Aralık ayında yaşanan hapishaneler, Maraş ve Roboski katliamları ile ilgili açıklama yayınlayan Tüm Emeklilerin Sendikası, katliamların gerçek anlamda araştırılması ve faillerinden hesap sorulması çağrısı yaptı.
Tüm Emeklilerin Sendikası Genel Merkezi, 19-26 Aralık 1978’de yaşanan Maraş katliamı, 19 Aralık 2000’de yaşanan hapishaneler katliamı ve 28 Aralık 2011’de yaşanan Roboski katliamıyla ilgili açıklama yayınladı.
Aralık ayının bir yönüyle de katliamlar ayı olduğunu kaydeden Tüm Emeklilerin Sendikası yaptığı açıklamada şunları ifade etti:
“Bu katliamlardan ilki 19- 26 Aralık 1978’de yaşatılan Maraş Katliamı’dır. 19 Aralık’ta bir faşist provokasyon ile başlatılan katliamda resmî açıklamaya göre, 120 kişi öldürülmüş, binlerce kişi yaralanmış, binlerce aile yerinden yurdundan göç ettirilmiştir. Alevilere ait 559 ev yakılmış, 290’dan fazla işyeri tahrip edilmiştir. Maraş Katliamı’nın izleri halen insanların bakışlarında, yüreklerinde bir kor gibi durmaktadır.

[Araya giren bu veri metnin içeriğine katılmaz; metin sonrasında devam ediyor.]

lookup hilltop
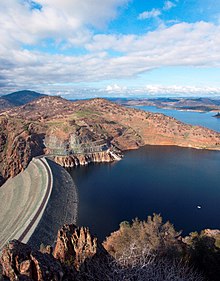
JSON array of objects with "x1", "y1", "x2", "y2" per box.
[
  {"x1": 0, "y1": 90, "x2": 45, "y2": 110},
  {"x1": 120, "y1": 98, "x2": 220, "y2": 112},
  {"x1": 0, "y1": 96, "x2": 220, "y2": 185}
]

Yine bir 19 Aralık’ta, yıl 2000’de, bu kez bizzat devlet tarafından, halen cezaevlerinde olan tutuklu ve hükümlülere yönelik operasyonda 32 kişi ölmüş, bu operasyona da “Hayata Dönüş” adı verilmiştir. Siyasi tutuklu ve hükümlülerin insan haklarına aykırı olan uygulamalara itirazını hazmedemeyen iktidarın, 10 bin kişilik güvenlik kuvveti ile yaptıkları operasyonda 32 kişi ölmüş, yüzlerce tutuklu ve hükümlü yaralanmış ve engelli bırakılmıştır. Bu operasyon tarihe “Hayata Dönüş” olarak değil; “Cezaevleri Katliamı” olarak geçmiştir.

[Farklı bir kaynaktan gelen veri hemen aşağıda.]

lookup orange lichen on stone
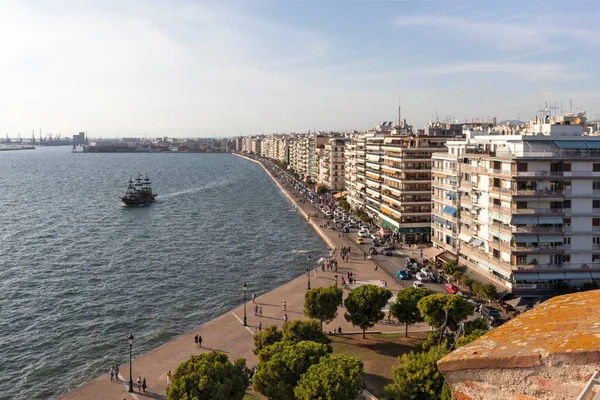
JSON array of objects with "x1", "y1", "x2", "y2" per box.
[{"x1": 438, "y1": 290, "x2": 600, "y2": 371}]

28 Aralık 2011 tarihinde yine devletin güvenlik güçleri tarafından F-16 savaş uçakları kullanılarak, 34 köylü öldürüldü. Şırnak Uludere’ye bağlı Roboski köyünde, geçim kaynakları olan sınır ticareti nedeniyle, her zaman ki yolu kullanan köylüler, savaş uçakları ile parçalanarak öldürüldü. Çoğunluğu çocuk olan, öldürülen 34 kişiden 28’i aynı ailedendi. Bu olay da tarihe “Roboski Katliamı” olarak geçti.”

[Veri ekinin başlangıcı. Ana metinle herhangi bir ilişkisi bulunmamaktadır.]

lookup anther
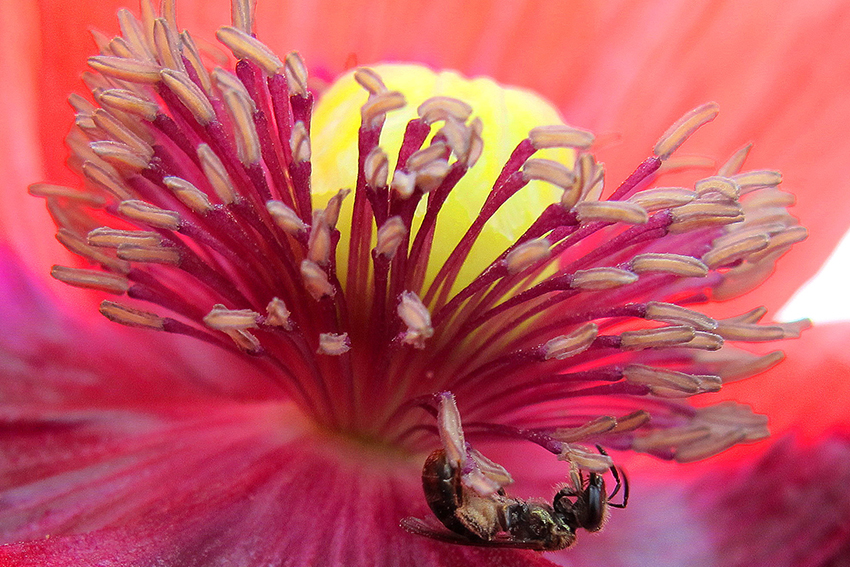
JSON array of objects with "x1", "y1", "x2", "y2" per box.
[
  {"x1": 197, "y1": 144, "x2": 237, "y2": 205},
  {"x1": 264, "y1": 297, "x2": 295, "y2": 331},
  {"x1": 223, "y1": 90, "x2": 262, "y2": 165},
  {"x1": 528, "y1": 124, "x2": 594, "y2": 150},
  {"x1": 654, "y1": 102, "x2": 720, "y2": 159},
  {"x1": 375, "y1": 216, "x2": 407, "y2": 260},
  {"x1": 416, "y1": 96, "x2": 472, "y2": 124},
  {"x1": 88, "y1": 55, "x2": 162, "y2": 84},
  {"x1": 215, "y1": 26, "x2": 283, "y2": 76},
  {"x1": 301, "y1": 260, "x2": 336, "y2": 301},
  {"x1": 316, "y1": 333, "x2": 351, "y2": 356},
  {"x1": 570, "y1": 267, "x2": 638, "y2": 290},
  {"x1": 575, "y1": 201, "x2": 649, "y2": 224},
  {"x1": 266, "y1": 201, "x2": 310, "y2": 236},
  {"x1": 630, "y1": 252, "x2": 708, "y2": 278},
  {"x1": 99, "y1": 301, "x2": 165, "y2": 331},
  {"x1": 354, "y1": 67, "x2": 387, "y2": 95},
  {"x1": 396, "y1": 291, "x2": 434, "y2": 349},
  {"x1": 88, "y1": 226, "x2": 162, "y2": 248},
  {"x1": 204, "y1": 303, "x2": 260, "y2": 331},
  {"x1": 118, "y1": 200, "x2": 180, "y2": 230},
  {"x1": 504, "y1": 238, "x2": 552, "y2": 275},
  {"x1": 542, "y1": 323, "x2": 599, "y2": 360},
  {"x1": 629, "y1": 187, "x2": 697, "y2": 212},
  {"x1": 620, "y1": 325, "x2": 695, "y2": 350},
  {"x1": 283, "y1": 51, "x2": 307, "y2": 96},
  {"x1": 522, "y1": 159, "x2": 575, "y2": 193},
  {"x1": 50, "y1": 266, "x2": 130, "y2": 295},
  {"x1": 363, "y1": 146, "x2": 390, "y2": 189},
  {"x1": 644, "y1": 301, "x2": 717, "y2": 331},
  {"x1": 360, "y1": 91, "x2": 407, "y2": 128},
  {"x1": 162, "y1": 177, "x2": 213, "y2": 215},
  {"x1": 162, "y1": 69, "x2": 216, "y2": 126}
]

Bu katliamların gerçek anlamda araştırılmadığını, katliamlarla yüzleşilmediğini ve hesaplaşılmadığını belirten sendika “Bir daha yaşanmaması, yaşatılmaması talebimizle; bu acıların gerçek bir demokrasi, gerçek bir adalet anlayışı ile araştırılmasını, nedenlerinin ortadan kaldırılmasını ve faillerinden hesap sorulmasını istiyoruz.
Ülkemizde gerçek bir adaletten, barıştan ve demokrasiden bahsedecek isek bu bir borçtur. Katledilen canları saygıyla anıyor, bir daha bu acıların yaşanmamasını; eşitliğin, özgürlüğün, demokrasi ve barışın sonsuzca yaşandığı bir ülke ve dünya istiyoruz.” dedi.